A Westbrook turnover (he had six of them) led to a Jrue Holiday assist and Anthony Davis scoring his 38th point of the game to give the Pelicans the lead once and for all, lasting the final three minutes without giving up points (or scoring them) and creating some separation from the Thunder in the lower parts of the qualifying zone for the Western conference playoffs, which is going to be battled for all season long.
At the end of the game, Westbrook was questioned about his shots in the end and throughout the game, and whether or not it wouldn’t have been better to try and pass the ball. Westbrook, in true defiant form, said he doesn’t want to hear anything about his passing or lack there of because he felt that while the Thunder were on a winning streak (all those games with Kevin Durant) no one questioned his shot selection or decisions. He forgot to mention that in most of those games he took less than 20 shots, and never once more than 24. When Durant isn’t playing, Westbrook lets his shooting go wild.
There are two sides to every coin and although that cliche doesn’t work on every situation in life, there is some sense to hearing the other side. Westbrook has complete freedom to do whatever he wants to on the floor, especially when Kevin Durant isn’t playing. Pretty much every possession goes through him, and usually ends with him. Scott Brooks trusts Westbrook (or simply doesn’t have a choice) to make the right decisions on the floor. It doesn’t always happen.

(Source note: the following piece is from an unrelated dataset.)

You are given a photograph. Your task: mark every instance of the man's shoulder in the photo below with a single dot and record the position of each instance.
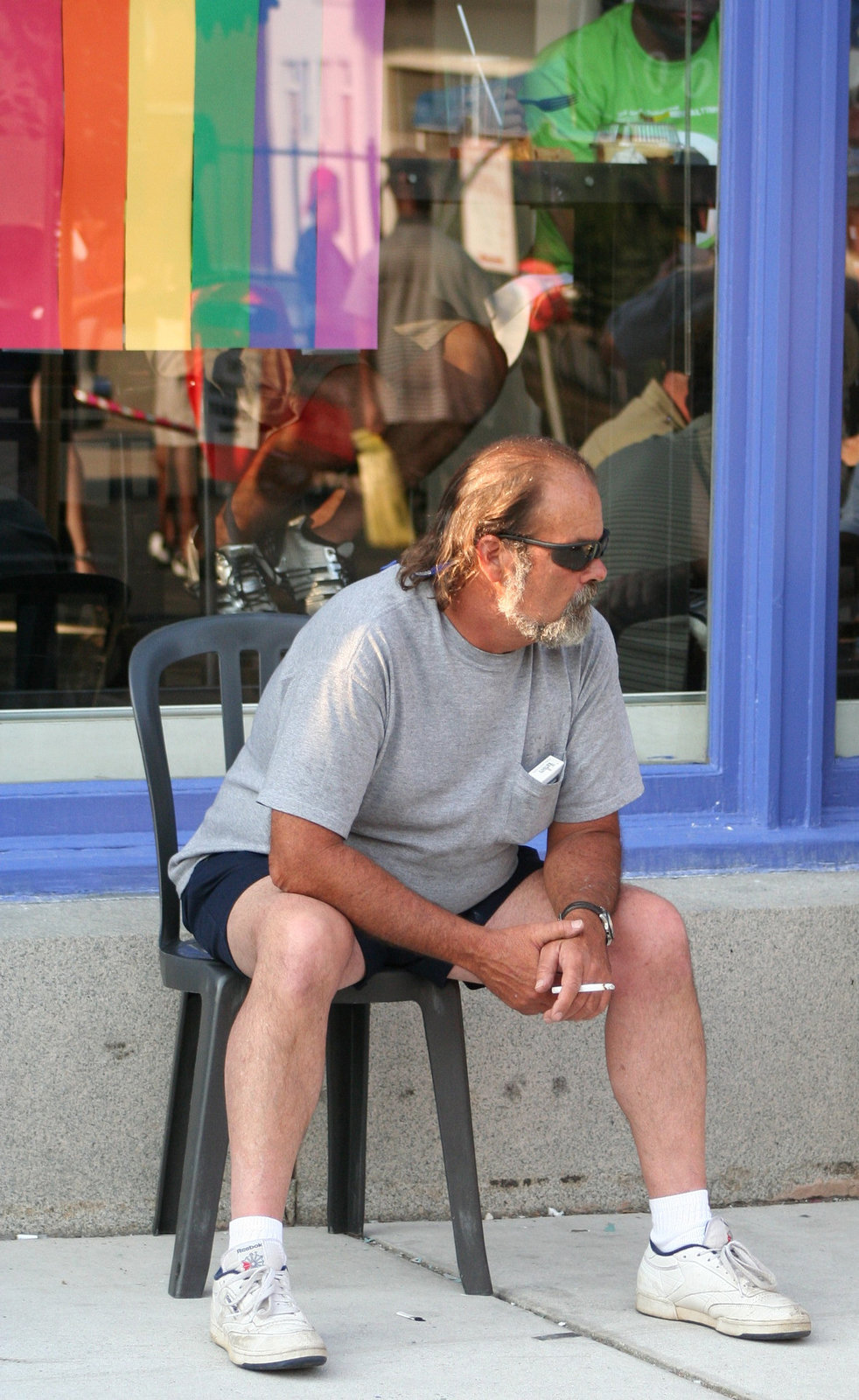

Westbrook did finish with 8 assists, but he shot 10-of-27 from the field, including 0-for-6 from beyond the arc. As with most of the times he gets questioned by local media about his shot selection and selfishness, it was a rather disappointing ending from a player who should know better than to just go into automatic mode and fire away when the game is on the line. Westbrook’s turnover gave Jrue Holiday the chance to assist Anthony Davis and put the Pelicans in the lead, 101-99, with just under three minutes.
Both teams failed to score in a long run of mishaps and mistakes, and above all Westbrook taking bad shot after bad one. He ended up with 0-for-6 from the field on the Thunder’s attempts to tie the game, and except for one possession in which Reggie Jackson took the shot, it was the Russell Westbrook show, albeit with a sad ending for the Thunder. Westbrook is someone with a short memory and rarely understands why do people actually question his shot selection and decision making. It’s off to the next game for him, in which he’s going to shoot 25 shots or more once again. He might make 20 of them, he might miss almost all of the, and it won’t change him.